Judge Wilson dismissed the challenge to President Trump’s eligibility on Thursday, after Kitsap County Superior Court Judge Jeffrey Bassett dismissed the same challenge on Tuesday, saying the petition should have been brought in Thurston County, which encompasses the state capital.

Washington Secretary of State Steve Hobbs praised the ruling.

“I am grateful that Judge Wilson ruled in such a timely and well-considered fashion, and that she recognized that I and my staff have been working in full compliance with state law governing the Presidential Primary,” he stated. “We will continue working with our partners in county elections offices to get all the necessary materials for this election to every Washington voter.”

The state primary will be held March 12, and officials have a Jan. 27 deadline to print ballots, which will first be mailed to overseas and military voters.

The Trump Campaign praised the decision as well.

“Washington’s decision mirrors similar decisions in over a dozen federal courts as well as state courts in Michigan, Minnesota and Oregon,” stated campaign spokesman Steven Cheung. “Although the judge made the correct decision in this matter, we remain steadfast in our opposition to these cases, which are orchestrated by Democrat Party allies of failed president Crooked Joe Biden and we resolve to fight any and all remaining bad-faith, election-interfering sham cases wherever they reside.”

Eight Kitsap County voters had filed the petition on Jan. 10, a day after the secretary announced the primary candidate lists.

The Democratic Party candidates are President Joe Biden, Dean Phillips, and Marianne Williamson. The Republican Party candidates are President Trump, Ron DeSantis, Nikki Haley, Vivek Ramaswamy, and Chris Christie.

The petitioners argued that President Trump was ineligible as a candidate under Section 3 of the 14th Amendment, because Jan. 6, 2021, constituted an “insurrection.” Under the election statute in the complaint, a hearing was promptly scheduled.

According to the Seattle Times, the petitioners had initially argued their case without legal counsel and filed a brief, one-paragraph complaint.
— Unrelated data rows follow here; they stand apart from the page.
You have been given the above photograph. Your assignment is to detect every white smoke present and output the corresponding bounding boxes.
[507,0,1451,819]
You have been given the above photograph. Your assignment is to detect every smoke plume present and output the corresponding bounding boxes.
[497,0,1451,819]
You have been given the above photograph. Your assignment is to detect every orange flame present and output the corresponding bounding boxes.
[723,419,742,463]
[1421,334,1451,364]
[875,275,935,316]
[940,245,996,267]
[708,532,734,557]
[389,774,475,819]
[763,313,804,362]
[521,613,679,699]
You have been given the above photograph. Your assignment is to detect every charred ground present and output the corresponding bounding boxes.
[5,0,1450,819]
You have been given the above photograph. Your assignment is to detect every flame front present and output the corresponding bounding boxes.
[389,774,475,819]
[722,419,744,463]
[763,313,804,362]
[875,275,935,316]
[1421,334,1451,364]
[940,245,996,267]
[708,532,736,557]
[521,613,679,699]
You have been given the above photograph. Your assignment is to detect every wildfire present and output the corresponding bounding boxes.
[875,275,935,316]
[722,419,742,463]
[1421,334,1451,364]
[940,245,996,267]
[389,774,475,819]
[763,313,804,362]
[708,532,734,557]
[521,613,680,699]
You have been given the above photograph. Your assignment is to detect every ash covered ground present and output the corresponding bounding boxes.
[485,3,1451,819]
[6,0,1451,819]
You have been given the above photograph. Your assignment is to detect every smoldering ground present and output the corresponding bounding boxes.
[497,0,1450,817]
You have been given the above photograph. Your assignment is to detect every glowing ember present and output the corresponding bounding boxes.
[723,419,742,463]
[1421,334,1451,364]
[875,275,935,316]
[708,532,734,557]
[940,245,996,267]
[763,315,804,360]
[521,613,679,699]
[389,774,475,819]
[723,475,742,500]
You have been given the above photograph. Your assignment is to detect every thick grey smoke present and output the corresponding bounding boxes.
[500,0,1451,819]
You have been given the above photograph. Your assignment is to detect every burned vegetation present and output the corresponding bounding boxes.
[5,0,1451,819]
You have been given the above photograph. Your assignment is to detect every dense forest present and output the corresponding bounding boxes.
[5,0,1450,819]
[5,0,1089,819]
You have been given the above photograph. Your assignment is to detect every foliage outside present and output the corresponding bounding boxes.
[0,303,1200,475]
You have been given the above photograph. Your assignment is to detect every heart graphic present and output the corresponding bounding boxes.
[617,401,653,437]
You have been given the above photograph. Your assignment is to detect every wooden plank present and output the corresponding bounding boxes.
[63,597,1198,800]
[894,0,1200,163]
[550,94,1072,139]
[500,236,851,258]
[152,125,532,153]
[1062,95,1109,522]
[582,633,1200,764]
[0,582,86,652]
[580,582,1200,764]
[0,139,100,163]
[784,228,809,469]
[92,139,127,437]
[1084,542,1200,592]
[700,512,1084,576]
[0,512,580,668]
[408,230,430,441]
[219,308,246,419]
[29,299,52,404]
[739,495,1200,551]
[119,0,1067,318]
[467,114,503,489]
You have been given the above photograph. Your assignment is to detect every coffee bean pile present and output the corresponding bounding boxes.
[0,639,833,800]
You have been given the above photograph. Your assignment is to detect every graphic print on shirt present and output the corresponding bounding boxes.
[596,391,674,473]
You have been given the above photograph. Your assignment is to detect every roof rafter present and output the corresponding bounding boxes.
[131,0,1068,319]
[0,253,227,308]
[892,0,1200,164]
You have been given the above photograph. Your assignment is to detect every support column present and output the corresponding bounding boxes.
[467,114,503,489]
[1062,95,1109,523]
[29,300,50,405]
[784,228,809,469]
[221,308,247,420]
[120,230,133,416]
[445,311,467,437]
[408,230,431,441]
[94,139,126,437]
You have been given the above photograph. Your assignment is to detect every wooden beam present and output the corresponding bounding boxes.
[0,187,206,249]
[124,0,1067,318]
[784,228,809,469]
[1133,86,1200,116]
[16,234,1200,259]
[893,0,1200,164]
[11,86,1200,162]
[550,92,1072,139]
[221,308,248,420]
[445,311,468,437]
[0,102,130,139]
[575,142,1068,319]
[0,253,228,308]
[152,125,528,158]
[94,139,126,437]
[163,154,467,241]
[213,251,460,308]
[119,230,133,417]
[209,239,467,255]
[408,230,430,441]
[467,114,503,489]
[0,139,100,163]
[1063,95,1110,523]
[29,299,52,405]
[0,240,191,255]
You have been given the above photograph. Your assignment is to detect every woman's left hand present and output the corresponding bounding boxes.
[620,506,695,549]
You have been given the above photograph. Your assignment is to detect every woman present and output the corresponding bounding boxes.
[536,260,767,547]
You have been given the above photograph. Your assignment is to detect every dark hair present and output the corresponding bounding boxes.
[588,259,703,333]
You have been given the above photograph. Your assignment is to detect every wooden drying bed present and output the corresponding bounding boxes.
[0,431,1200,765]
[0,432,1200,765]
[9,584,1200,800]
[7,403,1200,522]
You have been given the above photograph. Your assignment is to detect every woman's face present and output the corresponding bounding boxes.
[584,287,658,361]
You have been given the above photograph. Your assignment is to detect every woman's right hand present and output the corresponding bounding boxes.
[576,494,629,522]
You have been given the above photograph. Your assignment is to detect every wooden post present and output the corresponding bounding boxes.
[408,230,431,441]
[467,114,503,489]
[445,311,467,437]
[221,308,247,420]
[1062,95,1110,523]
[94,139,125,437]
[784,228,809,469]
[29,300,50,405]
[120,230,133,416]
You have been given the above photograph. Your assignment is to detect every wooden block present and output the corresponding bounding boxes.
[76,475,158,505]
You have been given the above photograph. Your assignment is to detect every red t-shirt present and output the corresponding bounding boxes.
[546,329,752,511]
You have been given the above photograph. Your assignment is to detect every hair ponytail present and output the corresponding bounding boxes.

But during the Thursday hearing, an attorney represented the group, arguing that the court should follow Colorado’s disqualification of President Trump.
“The Washington statutes are not identical to the Colorado statutes but they should be given their plain sense meaning,” attorney David Vogel said, the Seattle Times reported. “It is a wrongful act to put a person who is constitutionally disqualified by the 14th Amendment on our state ballots.”

Nationwide Challenges

Dozens of these kinds of challenges have been brought in jurisdictions all across the country the past several months and continue to be filed, though they have largely been unsuccessful.
Experts are expecting the matter to ultimately be settled by the U.S. Supreme Court, which on Jan. 5 agreed to hear a related appeal filed by President Trump after the Colorado Supreme Court ruled that he was disqualified under the Civil War-era statute. Some 40 amici briefs, including those filed by a group of 179 members of Congress and a group of 102 Colorado citizens, have been submitted, urging the high court to settle the matter definitively.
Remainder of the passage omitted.